Aucune organisation ne peut « remplacer » l’agence des Nations unies pour les réfugiés palestiniens (Unrwa), qui aide la population de la bande de Ghaza, a mis en garde mardi la coordinatrice humanitaire de l’ONU pour la Palestine, Sigrid Kaag.
« Il n’y a en aucune manière d’organisation capable de remplacer ou se substituer à la capacité énorme, au tissu de l’Unrwa, et à leur connaissance de la population de Ghaza », a-t-elle indiqué à la presse au siège de l’ONU après une réunion à huis clos du Conseil de sécurité.
Ces propos interviennent alors que des dizaines de Palestiniens se sont rassemblés mardi devant le siège de l’Unrwa à Beyrouth pour protester contre la décision prise par 12 pays de suspendre leur aide financière.
Ces pays ont suspendu tout financement futur à l’Unrwa auprès de laquelle quelque 5,9 millions de Palestiniens sont enregistrés, après des accusations vendredi selon lesquelles des employés pourraient avoir un lien avec le mouvement de résistance Hamas.
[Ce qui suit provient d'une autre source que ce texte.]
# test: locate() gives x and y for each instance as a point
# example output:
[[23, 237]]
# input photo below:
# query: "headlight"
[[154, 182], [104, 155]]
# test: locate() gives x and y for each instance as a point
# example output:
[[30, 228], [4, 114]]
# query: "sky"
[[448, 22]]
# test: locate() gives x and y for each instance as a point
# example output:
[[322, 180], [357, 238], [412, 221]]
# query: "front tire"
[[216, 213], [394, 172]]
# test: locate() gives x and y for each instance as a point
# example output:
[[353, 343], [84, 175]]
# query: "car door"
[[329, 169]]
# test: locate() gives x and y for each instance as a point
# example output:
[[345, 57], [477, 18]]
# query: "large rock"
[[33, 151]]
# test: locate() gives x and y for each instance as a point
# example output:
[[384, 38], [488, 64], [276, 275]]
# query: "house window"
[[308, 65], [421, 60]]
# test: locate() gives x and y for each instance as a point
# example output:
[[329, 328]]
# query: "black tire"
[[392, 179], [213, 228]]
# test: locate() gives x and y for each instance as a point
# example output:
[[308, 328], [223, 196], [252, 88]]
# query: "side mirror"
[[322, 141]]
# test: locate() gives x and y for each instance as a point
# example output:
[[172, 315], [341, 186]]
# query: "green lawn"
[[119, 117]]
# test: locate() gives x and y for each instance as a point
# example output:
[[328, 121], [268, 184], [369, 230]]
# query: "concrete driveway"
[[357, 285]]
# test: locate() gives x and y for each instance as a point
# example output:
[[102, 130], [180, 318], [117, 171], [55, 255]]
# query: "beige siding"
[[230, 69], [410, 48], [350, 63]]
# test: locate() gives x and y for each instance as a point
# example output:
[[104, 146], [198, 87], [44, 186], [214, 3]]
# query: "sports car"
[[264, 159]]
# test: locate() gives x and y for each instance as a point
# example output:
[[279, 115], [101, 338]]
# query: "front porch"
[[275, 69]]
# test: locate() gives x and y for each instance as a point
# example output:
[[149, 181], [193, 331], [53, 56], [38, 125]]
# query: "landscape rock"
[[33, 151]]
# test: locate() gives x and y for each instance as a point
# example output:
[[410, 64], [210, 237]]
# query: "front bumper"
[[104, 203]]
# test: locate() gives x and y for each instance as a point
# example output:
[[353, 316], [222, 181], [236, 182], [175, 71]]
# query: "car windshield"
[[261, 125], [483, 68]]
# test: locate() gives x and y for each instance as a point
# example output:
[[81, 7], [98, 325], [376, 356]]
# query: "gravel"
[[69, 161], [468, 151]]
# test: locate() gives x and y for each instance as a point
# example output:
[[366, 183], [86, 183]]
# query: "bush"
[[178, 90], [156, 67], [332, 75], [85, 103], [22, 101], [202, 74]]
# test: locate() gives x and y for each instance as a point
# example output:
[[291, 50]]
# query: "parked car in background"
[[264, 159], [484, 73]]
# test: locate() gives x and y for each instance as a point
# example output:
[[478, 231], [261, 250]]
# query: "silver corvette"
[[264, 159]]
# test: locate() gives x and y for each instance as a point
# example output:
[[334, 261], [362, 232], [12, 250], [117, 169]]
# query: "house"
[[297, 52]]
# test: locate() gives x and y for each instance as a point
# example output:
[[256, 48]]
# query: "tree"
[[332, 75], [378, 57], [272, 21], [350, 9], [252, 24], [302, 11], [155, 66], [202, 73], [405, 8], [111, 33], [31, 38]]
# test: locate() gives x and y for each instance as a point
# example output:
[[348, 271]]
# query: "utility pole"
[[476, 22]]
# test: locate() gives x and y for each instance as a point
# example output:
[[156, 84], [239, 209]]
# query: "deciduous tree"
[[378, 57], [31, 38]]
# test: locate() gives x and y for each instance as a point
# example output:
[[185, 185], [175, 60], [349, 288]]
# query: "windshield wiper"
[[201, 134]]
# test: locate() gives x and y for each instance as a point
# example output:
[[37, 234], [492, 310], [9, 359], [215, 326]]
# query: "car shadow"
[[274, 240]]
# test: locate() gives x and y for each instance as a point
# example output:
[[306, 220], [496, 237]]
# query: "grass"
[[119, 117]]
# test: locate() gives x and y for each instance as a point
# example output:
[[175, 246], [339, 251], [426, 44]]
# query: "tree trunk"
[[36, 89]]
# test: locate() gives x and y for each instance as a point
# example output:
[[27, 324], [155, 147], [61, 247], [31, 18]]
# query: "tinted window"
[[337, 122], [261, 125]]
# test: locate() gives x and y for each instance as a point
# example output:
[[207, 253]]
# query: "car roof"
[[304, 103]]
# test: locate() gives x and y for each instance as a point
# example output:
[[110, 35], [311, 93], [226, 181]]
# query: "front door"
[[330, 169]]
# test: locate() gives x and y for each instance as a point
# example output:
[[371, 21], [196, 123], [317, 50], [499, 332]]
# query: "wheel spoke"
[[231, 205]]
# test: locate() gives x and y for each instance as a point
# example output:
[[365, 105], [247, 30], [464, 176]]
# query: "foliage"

Une vingtaine d’ONG internationales se sont dites « révoltées » mardi par cette annonce alors que Ghaza vit une
situation de « catastrophe humanitaire ».
Les pays qui ont suspendu leur financement à l’agence sont les États-Unis, le Canada, l’Australie, l’Italie, la Grande-Bretagne, la Finlande, l’Allemagne, les Pays-Bas, la France, la Suisse, le Japon et l’Autriche.